Counterfactual Explanations via Latent Space Projection and Interpolation

Counterfactual explanations represent the minimal change to a data sample that alters its predicted classification, typically from an unfavorable initial class to a desired target class. Counterfactuals help answer questions such as "what needs to change for this application to get accepted for a loan?". A number of recently proposed approaches to counterfactual generation give varying definitions of "plausible" counterfactuals and methods to generate them. However, many of these methods are computationally intensive and provide unconvincing explanations. Here we introduce SharpShooter, a method for binary classification that starts by creating a projected version of the input that classifies as the target class. Counterfactual candidates are then generated in latent space on the interpolation line between the input and its projection. We then demonstrate that our framework translates core characteristics of a sample to its counterfactual through the use of learned representations. Furthermore, we show that SharpShooter is competitive across common quality metrics on tabular and image datasets while being orders of magnitude faster than two comparable methods and excels at measures of realism, making it well-suited for high velocity machine learning applications which require timely explanations.
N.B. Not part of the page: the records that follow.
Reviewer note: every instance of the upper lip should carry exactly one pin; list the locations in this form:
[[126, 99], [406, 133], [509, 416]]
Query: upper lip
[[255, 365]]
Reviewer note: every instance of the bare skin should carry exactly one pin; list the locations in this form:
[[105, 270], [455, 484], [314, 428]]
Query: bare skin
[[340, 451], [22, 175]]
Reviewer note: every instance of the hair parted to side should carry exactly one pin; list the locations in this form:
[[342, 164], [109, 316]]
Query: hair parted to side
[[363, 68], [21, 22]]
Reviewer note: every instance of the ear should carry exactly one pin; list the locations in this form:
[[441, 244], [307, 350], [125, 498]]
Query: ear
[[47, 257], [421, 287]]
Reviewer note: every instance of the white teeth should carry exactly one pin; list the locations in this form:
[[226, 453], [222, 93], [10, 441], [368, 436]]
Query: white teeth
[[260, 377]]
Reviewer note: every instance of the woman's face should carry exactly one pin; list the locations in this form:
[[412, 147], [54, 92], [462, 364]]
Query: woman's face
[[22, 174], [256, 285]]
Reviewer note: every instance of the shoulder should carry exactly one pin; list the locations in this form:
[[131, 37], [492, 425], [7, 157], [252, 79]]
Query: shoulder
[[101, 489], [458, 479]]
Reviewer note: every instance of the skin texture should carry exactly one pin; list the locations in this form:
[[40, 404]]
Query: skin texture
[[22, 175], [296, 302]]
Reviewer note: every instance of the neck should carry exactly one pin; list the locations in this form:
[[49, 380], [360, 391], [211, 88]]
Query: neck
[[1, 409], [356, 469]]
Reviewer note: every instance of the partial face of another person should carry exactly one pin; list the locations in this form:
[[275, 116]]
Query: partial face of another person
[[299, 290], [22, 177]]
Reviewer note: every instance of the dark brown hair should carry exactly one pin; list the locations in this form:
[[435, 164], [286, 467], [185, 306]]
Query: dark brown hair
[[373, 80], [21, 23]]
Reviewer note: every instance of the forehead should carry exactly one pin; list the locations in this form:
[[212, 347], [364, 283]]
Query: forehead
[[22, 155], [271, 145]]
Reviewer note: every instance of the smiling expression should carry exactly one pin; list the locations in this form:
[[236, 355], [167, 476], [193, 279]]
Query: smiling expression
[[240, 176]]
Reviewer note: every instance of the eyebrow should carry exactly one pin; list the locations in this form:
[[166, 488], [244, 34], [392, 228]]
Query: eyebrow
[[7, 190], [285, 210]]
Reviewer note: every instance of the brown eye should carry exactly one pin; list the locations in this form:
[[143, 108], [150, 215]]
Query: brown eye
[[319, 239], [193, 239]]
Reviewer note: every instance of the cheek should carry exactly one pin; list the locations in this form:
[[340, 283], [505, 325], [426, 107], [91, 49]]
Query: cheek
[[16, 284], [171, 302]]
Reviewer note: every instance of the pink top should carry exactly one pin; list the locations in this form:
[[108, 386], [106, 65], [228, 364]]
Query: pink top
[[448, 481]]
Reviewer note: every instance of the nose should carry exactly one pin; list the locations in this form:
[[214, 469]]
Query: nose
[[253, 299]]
Dynamic Customer Embeddings for Financial Service Applications

As financial services (FS) companies have experienced drastic technology driven changes, the availability of new data streams provides the opportunity for more comprehensive customer understanding. We propose Dynamic Customer Embeddings (DCE), a framework that leverages customers' digital activity and a wide range of financial context to learn dense representations of customers in the FS industry. Our method examines customer actions and pageviews within a mobile or web digital session, the sequencing of the sessions themselves, and snapshots of common financial features across our organization at the time of login. We test our customer embeddings using real world data in three prediction problems: 1) the intent of a customer in their next digital session, 2) the probability of a customer calling the call centers after a session, and 3) the probability of a digital session to be fraudulent. DCE showed performance lift in all three downstream problems.
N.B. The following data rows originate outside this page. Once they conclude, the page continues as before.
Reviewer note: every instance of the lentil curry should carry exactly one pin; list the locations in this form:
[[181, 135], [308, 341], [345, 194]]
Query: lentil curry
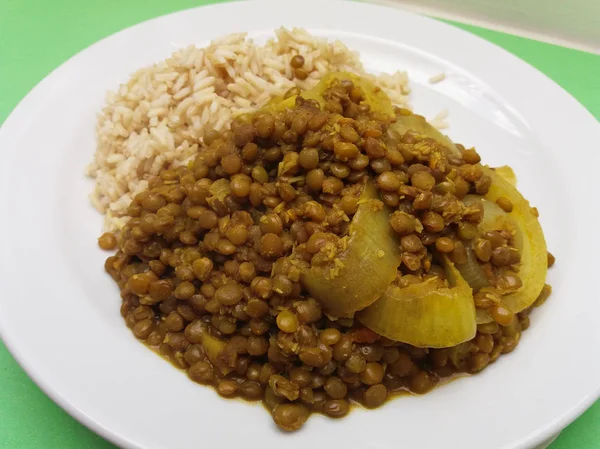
[[329, 250]]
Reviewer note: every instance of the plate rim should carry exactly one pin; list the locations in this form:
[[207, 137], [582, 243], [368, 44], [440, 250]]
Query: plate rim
[[96, 426]]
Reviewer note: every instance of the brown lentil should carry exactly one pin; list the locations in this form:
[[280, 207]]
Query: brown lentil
[[206, 280]]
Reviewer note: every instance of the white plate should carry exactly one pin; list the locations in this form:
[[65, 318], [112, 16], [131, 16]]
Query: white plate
[[59, 312]]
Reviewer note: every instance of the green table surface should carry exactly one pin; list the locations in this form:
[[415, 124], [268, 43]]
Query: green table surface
[[38, 35]]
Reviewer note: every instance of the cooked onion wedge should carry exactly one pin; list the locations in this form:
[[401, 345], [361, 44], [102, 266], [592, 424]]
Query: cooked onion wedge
[[362, 265], [432, 314]]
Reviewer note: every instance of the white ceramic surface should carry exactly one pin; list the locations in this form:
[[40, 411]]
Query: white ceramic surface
[[59, 311]]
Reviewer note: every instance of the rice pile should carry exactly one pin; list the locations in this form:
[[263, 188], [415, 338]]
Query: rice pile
[[158, 118]]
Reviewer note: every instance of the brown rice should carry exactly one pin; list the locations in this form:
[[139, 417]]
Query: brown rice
[[160, 115]]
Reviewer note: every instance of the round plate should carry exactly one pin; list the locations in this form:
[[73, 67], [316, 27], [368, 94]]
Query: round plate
[[59, 311]]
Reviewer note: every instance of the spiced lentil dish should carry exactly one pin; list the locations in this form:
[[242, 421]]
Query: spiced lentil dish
[[329, 249]]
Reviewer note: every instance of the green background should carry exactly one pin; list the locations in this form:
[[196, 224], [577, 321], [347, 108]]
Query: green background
[[38, 35]]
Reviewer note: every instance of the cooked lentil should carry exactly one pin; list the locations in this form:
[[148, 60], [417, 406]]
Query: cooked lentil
[[208, 263]]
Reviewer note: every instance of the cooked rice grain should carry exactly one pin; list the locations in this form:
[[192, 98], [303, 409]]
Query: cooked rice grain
[[158, 118]]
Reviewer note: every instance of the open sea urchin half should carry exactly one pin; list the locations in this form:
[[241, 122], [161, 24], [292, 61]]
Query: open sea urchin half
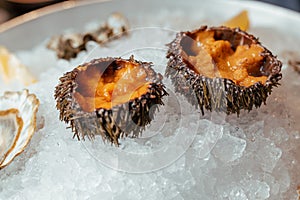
[[222, 69], [111, 97]]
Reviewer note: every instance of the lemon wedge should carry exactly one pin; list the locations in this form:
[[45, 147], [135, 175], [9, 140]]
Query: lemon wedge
[[12, 69]]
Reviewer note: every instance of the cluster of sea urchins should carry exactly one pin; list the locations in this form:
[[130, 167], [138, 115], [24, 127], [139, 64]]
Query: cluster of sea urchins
[[124, 119], [217, 93]]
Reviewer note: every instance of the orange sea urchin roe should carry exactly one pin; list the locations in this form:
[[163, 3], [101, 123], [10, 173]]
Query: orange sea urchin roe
[[110, 88], [216, 58]]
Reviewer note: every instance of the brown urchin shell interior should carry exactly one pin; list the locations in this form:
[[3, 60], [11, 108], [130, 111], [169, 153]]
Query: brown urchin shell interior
[[78, 90], [213, 91]]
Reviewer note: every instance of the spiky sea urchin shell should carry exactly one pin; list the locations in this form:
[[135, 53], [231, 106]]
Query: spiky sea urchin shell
[[121, 120], [221, 94]]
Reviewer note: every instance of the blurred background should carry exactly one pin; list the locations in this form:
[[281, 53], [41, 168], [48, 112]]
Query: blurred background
[[13, 8]]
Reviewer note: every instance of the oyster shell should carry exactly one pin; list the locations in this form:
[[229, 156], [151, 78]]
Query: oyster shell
[[69, 45], [17, 123]]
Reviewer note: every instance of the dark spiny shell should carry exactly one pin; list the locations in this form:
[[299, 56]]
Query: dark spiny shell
[[121, 120], [221, 94]]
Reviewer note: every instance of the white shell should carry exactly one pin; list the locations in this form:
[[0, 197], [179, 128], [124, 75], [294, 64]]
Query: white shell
[[17, 123]]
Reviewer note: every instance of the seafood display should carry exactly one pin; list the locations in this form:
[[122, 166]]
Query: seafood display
[[222, 69], [17, 123], [111, 97], [67, 46], [158, 111]]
Latent-CF: A Simple Baseline for Reverse Counterfactual Explanations

In the environment of fair lending laws and the General Data Protection Regulation (GDPR), the ability to explain a model's prediction is of paramount importance. High quality explanations are the first step in assessing fairness. Counterfactuals are valuable tools for explainability. They provide actionable, comprehensible explanations for the individual who is subject to decisions made from the prediction. It is important to find a baseline for producing them. We propose a simple method for generating counterfactuals by using gradient descent to search in the latent space of an autoencoder and benchmark our method against approaches that search for counterfactuals in feature space. Additionally, we implement metrics to concretely evaluate the quality of the counterfactuals. We show that latent space counterfactual generation strikes a balance between the speed of basic feature gradient descent methods and the sparseness and authenticity of counterfactuals generated by more complex feature space oriented techniques.

Visual Natural Language Query Auto-Completion for Estimating Instance Probabilities

We present a new task of query auto-completion for estimating instance probabilities. We complete a user query prefix conditioned upon an image. Given the complete query, we fine tune a BERT embedding for estimating probabilities of a broad set of instances. The resulting instance probabilities are used for selection while being agnostic to the segmentation or attention mechanism. Our results demonstrate that auto-completion using both language and vision performs better than using only language, and that fine tuning a BERT embedding allows to efficiently rank instances in the image. In the spirit of reproducible research we make our data, models, and code available.